Hey, the NSA is just furthering this effort! It's like Story Corps, but less staged and structured!

Great post. Was Hoover not a raving, power-mad and slightly delusional man, or is the majority of coverage of his reign focused on such stark examples as these?
posted by filthy light thief at 9:42 AM on August 27, 2013 [2 favorites]


Well... J Edgar Hoover is a post all of his own. Dr King said of him at the time in public that he was showing the strain of a lifetime of dedicated public service, and in private that he was senile.
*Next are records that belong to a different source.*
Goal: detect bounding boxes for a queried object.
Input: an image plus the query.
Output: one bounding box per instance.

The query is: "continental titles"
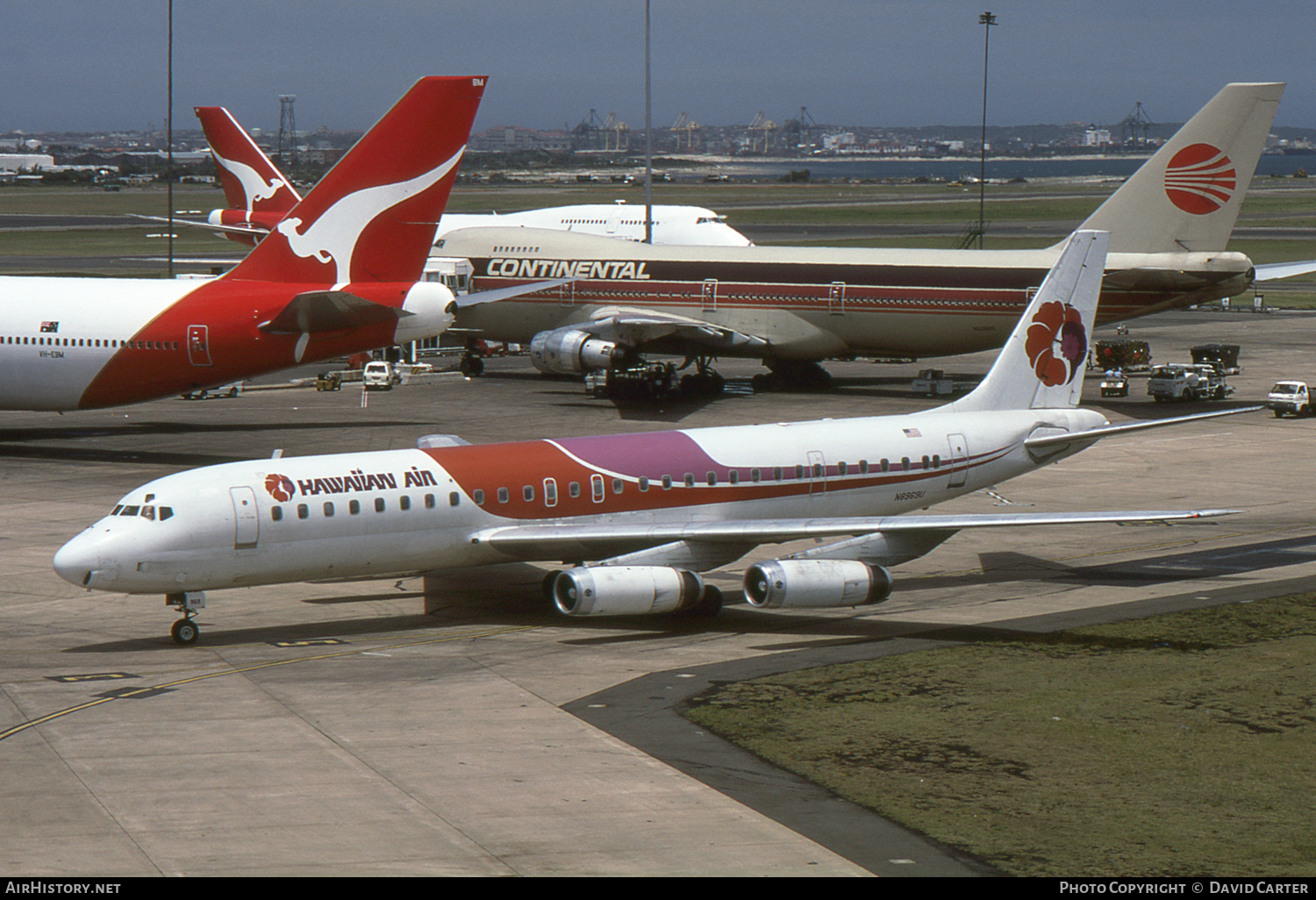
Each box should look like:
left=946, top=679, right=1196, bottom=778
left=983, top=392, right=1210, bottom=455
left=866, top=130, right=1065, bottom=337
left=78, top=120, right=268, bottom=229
left=484, top=257, right=649, bottom=282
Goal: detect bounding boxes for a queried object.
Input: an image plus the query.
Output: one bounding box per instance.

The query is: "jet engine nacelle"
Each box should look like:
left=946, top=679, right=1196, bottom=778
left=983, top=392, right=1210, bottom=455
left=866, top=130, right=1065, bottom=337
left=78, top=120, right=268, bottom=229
left=745, top=560, right=891, bottom=610
left=531, top=328, right=623, bottom=375
left=553, top=566, right=704, bottom=616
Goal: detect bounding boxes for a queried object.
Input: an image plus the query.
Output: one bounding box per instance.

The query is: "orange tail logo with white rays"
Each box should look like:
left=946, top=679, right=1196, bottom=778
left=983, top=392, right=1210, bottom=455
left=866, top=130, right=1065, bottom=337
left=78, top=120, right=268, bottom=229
left=1165, top=144, right=1239, bottom=216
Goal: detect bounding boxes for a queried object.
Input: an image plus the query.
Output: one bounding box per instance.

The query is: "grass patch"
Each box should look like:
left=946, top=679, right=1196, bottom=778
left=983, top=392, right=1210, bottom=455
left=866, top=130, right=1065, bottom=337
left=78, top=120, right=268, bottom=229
left=687, top=594, right=1316, bottom=878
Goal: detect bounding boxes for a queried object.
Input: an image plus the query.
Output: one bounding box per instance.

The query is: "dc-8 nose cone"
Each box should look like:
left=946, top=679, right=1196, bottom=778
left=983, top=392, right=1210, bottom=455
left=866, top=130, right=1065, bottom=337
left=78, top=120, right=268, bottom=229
left=52, top=531, right=100, bottom=587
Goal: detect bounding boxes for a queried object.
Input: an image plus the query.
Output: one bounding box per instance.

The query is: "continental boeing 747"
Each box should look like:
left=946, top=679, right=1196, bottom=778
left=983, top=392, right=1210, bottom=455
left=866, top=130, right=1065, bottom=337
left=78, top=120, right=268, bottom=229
left=439, top=84, right=1316, bottom=386
left=54, top=232, right=1228, bottom=644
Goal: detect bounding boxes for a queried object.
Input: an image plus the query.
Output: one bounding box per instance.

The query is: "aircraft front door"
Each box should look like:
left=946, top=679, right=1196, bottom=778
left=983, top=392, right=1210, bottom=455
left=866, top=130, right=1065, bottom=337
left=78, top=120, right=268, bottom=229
left=826, top=282, right=845, bottom=316
left=947, top=434, right=969, bottom=487
left=703, top=278, right=718, bottom=312
left=805, top=450, right=826, bottom=497
left=229, top=487, right=261, bottom=550
left=187, top=325, right=211, bottom=366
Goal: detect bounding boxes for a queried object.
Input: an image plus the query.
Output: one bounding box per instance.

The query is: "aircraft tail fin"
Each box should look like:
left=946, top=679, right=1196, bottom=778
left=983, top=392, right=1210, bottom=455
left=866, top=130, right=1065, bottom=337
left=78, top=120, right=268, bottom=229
left=192, top=107, right=302, bottom=218
left=1079, top=83, right=1284, bottom=253
left=224, top=76, right=486, bottom=284
left=941, top=231, right=1110, bottom=412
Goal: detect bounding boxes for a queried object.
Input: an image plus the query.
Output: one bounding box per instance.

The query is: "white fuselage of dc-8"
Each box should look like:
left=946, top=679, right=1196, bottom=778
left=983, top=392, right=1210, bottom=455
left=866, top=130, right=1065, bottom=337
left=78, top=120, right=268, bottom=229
left=54, top=410, right=1107, bottom=594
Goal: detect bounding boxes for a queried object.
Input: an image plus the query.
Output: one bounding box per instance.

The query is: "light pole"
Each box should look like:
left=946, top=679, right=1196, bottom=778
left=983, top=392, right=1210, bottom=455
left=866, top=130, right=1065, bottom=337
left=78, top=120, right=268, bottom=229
left=645, top=0, right=654, bottom=244
left=978, top=12, right=997, bottom=250
left=165, top=0, right=174, bottom=278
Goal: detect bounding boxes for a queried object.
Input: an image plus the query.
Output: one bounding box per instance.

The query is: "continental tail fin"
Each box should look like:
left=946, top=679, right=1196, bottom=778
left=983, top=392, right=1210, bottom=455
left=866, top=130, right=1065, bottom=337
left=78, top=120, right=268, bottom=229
left=1079, top=83, right=1284, bottom=253
left=192, top=107, right=302, bottom=225
left=941, top=231, right=1110, bottom=412
left=224, top=76, right=486, bottom=286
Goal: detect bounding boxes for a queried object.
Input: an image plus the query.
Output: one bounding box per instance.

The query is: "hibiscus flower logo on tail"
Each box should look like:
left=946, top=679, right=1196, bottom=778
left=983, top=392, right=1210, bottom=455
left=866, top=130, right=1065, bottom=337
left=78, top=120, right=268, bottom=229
left=1024, top=300, right=1087, bottom=387
left=265, top=475, right=297, bottom=503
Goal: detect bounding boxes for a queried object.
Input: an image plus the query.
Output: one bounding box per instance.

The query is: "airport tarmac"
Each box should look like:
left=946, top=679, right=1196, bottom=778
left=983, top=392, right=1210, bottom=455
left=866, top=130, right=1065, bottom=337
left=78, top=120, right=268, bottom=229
left=0, top=312, right=1316, bottom=878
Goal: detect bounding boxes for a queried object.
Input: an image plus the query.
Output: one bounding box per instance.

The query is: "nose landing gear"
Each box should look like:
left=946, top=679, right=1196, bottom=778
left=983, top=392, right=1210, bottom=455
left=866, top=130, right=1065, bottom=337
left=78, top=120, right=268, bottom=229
left=165, top=591, right=205, bottom=646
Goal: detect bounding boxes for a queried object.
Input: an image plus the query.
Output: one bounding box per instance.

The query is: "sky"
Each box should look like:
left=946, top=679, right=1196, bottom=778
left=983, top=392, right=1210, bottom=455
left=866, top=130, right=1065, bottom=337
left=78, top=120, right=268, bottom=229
left=10, top=0, right=1316, bottom=132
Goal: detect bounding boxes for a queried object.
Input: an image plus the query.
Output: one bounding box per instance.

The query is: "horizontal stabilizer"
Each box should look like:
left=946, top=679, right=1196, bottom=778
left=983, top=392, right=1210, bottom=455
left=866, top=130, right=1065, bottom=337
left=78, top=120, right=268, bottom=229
left=1253, top=260, right=1316, bottom=282
left=454, top=278, right=576, bottom=310
left=1024, top=407, right=1265, bottom=450
left=257, top=291, right=412, bottom=334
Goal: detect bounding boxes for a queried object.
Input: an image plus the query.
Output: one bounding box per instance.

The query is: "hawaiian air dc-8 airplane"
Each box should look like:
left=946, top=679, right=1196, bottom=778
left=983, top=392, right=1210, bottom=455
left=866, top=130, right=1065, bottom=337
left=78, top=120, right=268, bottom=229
left=440, top=84, right=1316, bottom=386
left=53, top=232, right=1242, bottom=644
left=185, top=107, right=750, bottom=247
left=0, top=78, right=558, bottom=411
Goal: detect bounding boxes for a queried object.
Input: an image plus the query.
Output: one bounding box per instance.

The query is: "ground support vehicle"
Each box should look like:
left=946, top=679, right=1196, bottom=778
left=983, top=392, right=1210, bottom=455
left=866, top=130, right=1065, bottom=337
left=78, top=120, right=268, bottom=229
left=1190, top=344, right=1242, bottom=375
left=1092, top=341, right=1152, bottom=373
left=1148, top=363, right=1234, bottom=402
left=362, top=360, right=403, bottom=391
left=1266, top=381, right=1313, bottom=418
left=1102, top=368, right=1129, bottom=397
left=910, top=368, right=978, bottom=397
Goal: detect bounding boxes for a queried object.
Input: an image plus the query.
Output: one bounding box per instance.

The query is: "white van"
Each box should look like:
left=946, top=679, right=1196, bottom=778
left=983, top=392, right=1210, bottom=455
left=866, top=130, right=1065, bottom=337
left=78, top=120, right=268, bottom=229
left=361, top=361, right=403, bottom=391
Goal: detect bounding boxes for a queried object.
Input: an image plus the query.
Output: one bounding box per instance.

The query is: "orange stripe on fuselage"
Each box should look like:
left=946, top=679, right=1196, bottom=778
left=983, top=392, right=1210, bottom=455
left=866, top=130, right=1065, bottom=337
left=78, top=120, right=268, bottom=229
left=424, top=441, right=999, bottom=520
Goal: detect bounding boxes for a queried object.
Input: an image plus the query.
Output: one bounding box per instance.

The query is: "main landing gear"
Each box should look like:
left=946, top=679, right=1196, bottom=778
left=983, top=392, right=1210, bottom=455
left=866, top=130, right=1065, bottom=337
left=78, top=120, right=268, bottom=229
left=586, top=357, right=726, bottom=403
left=750, top=360, right=832, bottom=394
left=165, top=591, right=205, bottom=647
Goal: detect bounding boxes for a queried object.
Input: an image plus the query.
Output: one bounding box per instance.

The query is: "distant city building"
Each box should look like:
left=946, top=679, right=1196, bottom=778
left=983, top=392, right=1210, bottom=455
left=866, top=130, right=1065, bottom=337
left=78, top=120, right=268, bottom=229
left=466, top=126, right=571, bottom=153
left=0, top=153, right=55, bottom=174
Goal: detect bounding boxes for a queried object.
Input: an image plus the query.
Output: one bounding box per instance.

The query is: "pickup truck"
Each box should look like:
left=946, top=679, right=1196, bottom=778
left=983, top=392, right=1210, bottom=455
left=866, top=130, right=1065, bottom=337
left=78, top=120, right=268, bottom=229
left=1148, top=363, right=1234, bottom=402
left=910, top=368, right=978, bottom=397
left=1266, top=381, right=1312, bottom=418
left=361, top=361, right=403, bottom=391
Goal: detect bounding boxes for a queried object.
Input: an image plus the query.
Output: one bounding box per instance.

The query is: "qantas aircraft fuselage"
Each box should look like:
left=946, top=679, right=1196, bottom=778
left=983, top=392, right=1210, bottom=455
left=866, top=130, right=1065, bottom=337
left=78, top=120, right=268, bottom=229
left=0, top=276, right=453, bottom=411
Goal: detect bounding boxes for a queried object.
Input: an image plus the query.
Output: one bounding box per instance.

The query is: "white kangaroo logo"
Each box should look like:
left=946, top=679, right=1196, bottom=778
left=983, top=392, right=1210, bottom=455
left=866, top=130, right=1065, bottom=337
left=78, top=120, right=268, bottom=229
left=275, top=146, right=466, bottom=284
left=211, top=149, right=292, bottom=213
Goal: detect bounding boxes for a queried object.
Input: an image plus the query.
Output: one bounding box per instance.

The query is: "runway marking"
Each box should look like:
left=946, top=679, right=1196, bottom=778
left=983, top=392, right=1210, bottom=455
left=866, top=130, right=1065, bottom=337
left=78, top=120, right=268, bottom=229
left=46, top=673, right=141, bottom=684
left=0, top=625, right=544, bottom=741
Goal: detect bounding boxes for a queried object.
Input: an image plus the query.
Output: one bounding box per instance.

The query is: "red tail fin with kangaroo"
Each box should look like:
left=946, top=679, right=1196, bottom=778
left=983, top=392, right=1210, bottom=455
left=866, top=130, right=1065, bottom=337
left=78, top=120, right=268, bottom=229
left=225, top=76, right=486, bottom=284
left=194, top=107, right=302, bottom=225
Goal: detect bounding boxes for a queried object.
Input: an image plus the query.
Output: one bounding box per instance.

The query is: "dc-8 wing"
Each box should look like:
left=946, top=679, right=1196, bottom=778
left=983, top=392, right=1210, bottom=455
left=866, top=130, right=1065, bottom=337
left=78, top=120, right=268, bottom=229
left=468, top=510, right=1239, bottom=561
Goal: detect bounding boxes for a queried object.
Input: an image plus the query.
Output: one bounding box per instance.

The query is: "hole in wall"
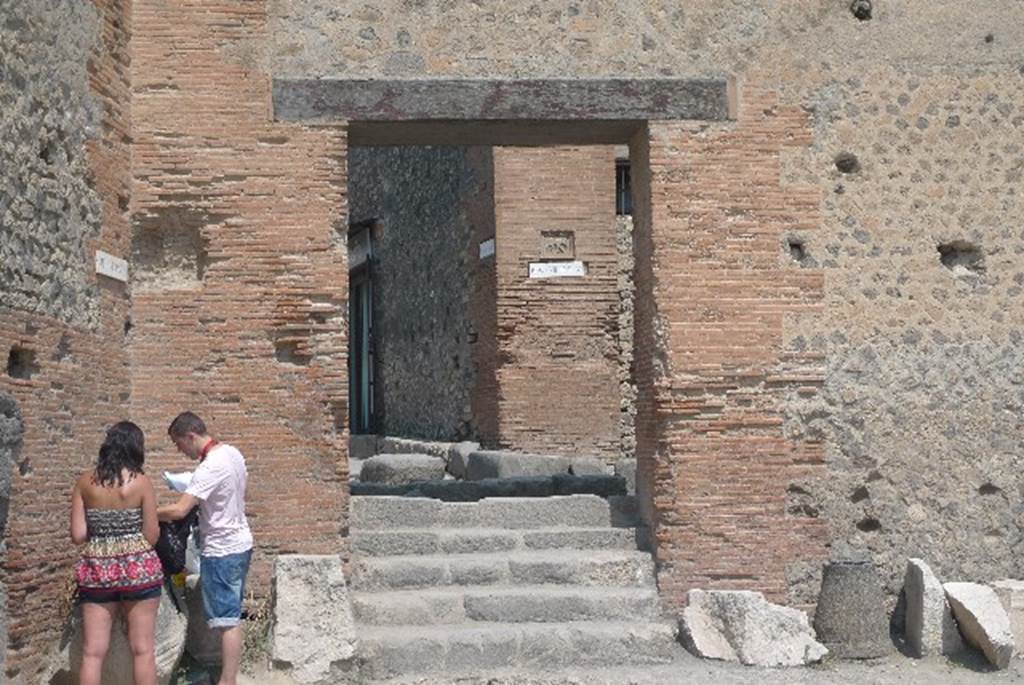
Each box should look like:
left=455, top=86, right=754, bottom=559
left=785, top=483, right=820, bottom=518
left=857, top=516, right=882, bottom=532
left=850, top=0, right=873, bottom=22
left=53, top=333, right=71, bottom=361
left=835, top=153, right=860, bottom=174
left=132, top=206, right=221, bottom=290
left=273, top=338, right=310, bottom=367
left=7, top=345, right=39, bottom=380
left=937, top=241, right=985, bottom=275
left=785, top=238, right=807, bottom=262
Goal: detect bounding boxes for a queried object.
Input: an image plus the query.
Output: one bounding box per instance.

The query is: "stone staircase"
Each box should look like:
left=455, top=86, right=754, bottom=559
left=350, top=495, right=680, bottom=679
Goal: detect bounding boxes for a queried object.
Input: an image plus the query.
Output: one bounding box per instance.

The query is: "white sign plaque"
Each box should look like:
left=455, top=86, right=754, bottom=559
left=529, top=260, right=587, bottom=279
left=96, top=250, right=128, bottom=283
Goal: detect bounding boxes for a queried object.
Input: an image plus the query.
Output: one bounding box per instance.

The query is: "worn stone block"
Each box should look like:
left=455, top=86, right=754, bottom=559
left=992, top=580, right=1024, bottom=656
left=447, top=442, right=480, bottom=478
left=466, top=451, right=570, bottom=480
left=569, top=457, right=609, bottom=476
left=903, top=559, right=964, bottom=657
left=942, top=583, right=1014, bottom=669
left=271, top=555, right=357, bottom=683
left=359, top=454, right=444, bottom=484
left=680, top=590, right=828, bottom=667
left=814, top=560, right=892, bottom=658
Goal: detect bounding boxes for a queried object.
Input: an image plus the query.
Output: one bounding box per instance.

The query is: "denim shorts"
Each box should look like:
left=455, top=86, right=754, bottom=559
left=199, top=550, right=253, bottom=628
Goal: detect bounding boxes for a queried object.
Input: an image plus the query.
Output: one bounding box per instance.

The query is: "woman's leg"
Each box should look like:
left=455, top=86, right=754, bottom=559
left=78, top=602, right=118, bottom=685
left=121, top=597, right=160, bottom=685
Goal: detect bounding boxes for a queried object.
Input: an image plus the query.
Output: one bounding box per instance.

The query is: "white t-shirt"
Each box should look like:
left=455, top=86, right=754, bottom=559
left=185, top=443, right=253, bottom=557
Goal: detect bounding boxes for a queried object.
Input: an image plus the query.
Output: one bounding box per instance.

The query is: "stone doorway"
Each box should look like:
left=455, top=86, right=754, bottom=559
left=272, top=74, right=730, bottom=523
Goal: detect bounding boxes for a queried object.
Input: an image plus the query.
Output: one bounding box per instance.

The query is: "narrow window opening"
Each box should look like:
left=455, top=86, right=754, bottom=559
left=615, top=160, right=633, bottom=216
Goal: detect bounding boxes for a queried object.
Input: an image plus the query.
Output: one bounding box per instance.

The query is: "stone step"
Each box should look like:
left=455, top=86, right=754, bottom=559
left=351, top=586, right=658, bottom=626
left=359, top=622, right=680, bottom=679
left=349, top=495, right=637, bottom=532
left=351, top=527, right=637, bottom=556
left=351, top=550, right=654, bottom=592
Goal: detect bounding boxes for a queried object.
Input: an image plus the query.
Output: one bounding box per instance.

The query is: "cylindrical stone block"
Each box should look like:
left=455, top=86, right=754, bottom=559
left=814, top=561, right=892, bottom=658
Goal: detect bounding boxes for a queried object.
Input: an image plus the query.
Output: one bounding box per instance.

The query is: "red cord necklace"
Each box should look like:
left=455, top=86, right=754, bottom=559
left=199, top=438, right=220, bottom=462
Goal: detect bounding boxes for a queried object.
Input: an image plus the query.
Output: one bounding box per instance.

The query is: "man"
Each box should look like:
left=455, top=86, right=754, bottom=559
left=157, top=412, right=253, bottom=685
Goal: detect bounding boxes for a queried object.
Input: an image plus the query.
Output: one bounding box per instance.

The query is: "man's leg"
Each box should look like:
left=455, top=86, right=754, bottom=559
left=217, top=626, right=242, bottom=685
left=200, top=551, right=252, bottom=685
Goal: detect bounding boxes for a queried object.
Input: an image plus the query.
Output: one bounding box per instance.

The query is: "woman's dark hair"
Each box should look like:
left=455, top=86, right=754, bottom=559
left=96, top=421, right=145, bottom=486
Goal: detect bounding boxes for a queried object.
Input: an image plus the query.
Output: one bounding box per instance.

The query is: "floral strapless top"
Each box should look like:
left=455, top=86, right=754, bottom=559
left=75, top=509, right=164, bottom=593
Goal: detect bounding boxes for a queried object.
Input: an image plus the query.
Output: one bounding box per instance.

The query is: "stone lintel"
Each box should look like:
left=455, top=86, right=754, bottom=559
left=273, top=79, right=730, bottom=123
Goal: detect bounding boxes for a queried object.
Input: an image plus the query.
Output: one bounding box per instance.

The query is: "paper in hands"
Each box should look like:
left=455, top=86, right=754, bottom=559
left=164, top=471, right=193, bottom=493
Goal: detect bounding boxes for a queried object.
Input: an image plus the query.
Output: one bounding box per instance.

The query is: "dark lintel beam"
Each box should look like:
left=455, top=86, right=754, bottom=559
left=273, top=79, right=729, bottom=123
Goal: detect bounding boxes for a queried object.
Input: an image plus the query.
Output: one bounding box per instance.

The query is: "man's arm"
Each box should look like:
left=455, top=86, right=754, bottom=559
left=157, top=493, right=199, bottom=521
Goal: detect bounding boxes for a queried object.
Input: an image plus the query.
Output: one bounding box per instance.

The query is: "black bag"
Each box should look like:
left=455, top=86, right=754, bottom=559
left=153, top=505, right=199, bottom=576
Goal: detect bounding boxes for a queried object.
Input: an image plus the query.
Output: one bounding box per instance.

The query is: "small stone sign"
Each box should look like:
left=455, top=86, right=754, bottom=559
left=480, top=238, right=495, bottom=259
left=541, top=230, right=575, bottom=260
left=529, top=260, right=587, bottom=279
left=96, top=250, right=128, bottom=283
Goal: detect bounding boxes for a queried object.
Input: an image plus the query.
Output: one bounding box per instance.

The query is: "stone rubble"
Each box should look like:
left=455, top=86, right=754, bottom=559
left=680, top=590, right=828, bottom=667
left=942, top=583, right=1014, bottom=669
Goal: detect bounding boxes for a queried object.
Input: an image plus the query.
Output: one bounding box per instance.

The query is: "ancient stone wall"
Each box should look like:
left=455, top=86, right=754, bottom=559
left=264, top=0, right=1024, bottom=603
left=0, top=0, right=131, bottom=684
left=0, top=9, right=1024, bottom=671
left=128, top=0, right=348, bottom=597
left=495, top=145, right=621, bottom=462
left=348, top=146, right=494, bottom=441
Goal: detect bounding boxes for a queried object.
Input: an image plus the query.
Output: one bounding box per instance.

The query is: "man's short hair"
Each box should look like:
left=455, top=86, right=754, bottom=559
left=167, top=412, right=206, bottom=437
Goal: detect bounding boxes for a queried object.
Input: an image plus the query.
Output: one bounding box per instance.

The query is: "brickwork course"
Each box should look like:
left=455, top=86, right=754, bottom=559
left=0, top=0, right=1024, bottom=683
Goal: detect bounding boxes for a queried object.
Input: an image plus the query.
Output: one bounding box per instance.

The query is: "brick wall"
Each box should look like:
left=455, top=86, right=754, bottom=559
left=0, top=0, right=130, bottom=683
left=495, top=145, right=621, bottom=460
left=464, top=147, right=500, bottom=445
left=348, top=145, right=494, bottom=441
left=633, top=87, right=826, bottom=605
left=129, top=0, right=347, bottom=595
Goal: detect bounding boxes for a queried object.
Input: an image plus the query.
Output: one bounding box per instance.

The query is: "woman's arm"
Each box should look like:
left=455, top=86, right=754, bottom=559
left=71, top=480, right=89, bottom=545
left=141, top=476, right=160, bottom=545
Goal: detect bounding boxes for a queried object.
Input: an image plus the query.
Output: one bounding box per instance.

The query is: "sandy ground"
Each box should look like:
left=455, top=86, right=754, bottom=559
left=228, top=653, right=1024, bottom=685
left=374, top=655, right=1024, bottom=685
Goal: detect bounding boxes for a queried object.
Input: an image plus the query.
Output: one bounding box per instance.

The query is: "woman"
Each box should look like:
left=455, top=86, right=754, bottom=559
left=71, top=421, right=164, bottom=685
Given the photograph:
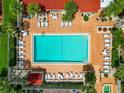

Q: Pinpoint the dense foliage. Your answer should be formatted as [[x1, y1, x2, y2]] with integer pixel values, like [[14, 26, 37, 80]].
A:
[[83, 15, 89, 21], [114, 66, 124, 81], [111, 28, 124, 48], [41, 82, 83, 89], [10, 1, 23, 15], [112, 48, 119, 68], [27, 3, 41, 16], [62, 0, 78, 21], [103, 0, 124, 16], [111, 28, 124, 67]]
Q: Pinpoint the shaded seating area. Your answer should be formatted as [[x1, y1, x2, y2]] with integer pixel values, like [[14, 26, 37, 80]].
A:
[[45, 71, 85, 82]]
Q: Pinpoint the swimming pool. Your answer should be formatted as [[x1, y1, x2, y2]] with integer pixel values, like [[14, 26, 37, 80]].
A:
[[33, 35, 88, 63]]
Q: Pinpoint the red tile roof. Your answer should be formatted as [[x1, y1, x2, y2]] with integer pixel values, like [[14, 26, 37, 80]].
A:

Certainly, the FBI seemed to have some interesting ideas about need-to-know - according to Garrow, the evidence that King's colleague Stanley Levison had broken his ties with the Communist Party of the USA in 1957 was never shared by the FBI with other intelligence agencies (meaning the CIA still suspected him of being under foreign influence - From Russia through Levison), and as late as 1967 the Bureau was trying to convince Governor Rockefeller of New York (later Vice President Rockefeller) not to donate further to the SCLC or meet again with King, because he was a puppet of Levison and Harry Wachtel - "two of the most dangerous and dedicated communists in the country" - some of those files here.
posted by running order squabble fest at 10:16 AM on August 27, 2013 [2 favorites]


Hoover believed that communism was a bigger threat to America than organized crime, and actually denied the existence of the Mafia (although I think this was more of a political stance than an actual belief). The main reason RFK had a special committee to investigate the Mob was because Hoover refused to go after them (and there was no love lost between Hoover and the Kennedys). The FBI did have it's own organized crime unit, but was kept on a short leash and was only allow to collect data, rather than seek arrests and prosecution.
posted by doctor_negative at 11:09 AM on August 27, 2013 [1 favorite]


No matter how it was originally intended to be used, any intelligence agency will eventually be used primarily to generate intelligence that justifies increasing its budget.
posted by empath at 4:00 AM on August 28, 2013 [1 favorite]


Hoover then expanded this remit to constant and dedicated surveillance, including the routine bugging of hotel rooms.

My first thought upon reading this: I wonder if a recording/transcript exists from the Lorraine Motel on April 4, 1968.
posted by 1367 at 8:58 AM on August 28, 2013




And today you don't even need to be significant :
FBI interrogated man after comment about American “Police State” on Facebook
posted by jeffburdges at 1:54 PM on September 7, 2013


I suppose Hoover went after King because he envisioned the FBI suppressing internal decent, which they do even to this day by harassing activists, etc. There were however smarter elements within the federal government who realized that segregation represented a variety of opportunities for communists, so they supported the Civil Rights movement.

A factoid always worth mentioning whenever Hoover comes up : Hoover originally set the FBI after stolen cars, not because they matters, but because they usually turned up, meaning the FBI could artificially inflate it's record. Conversely, agencies like the ATF and DEA were presumably formed because the FBI refused to take on those difficult jobs.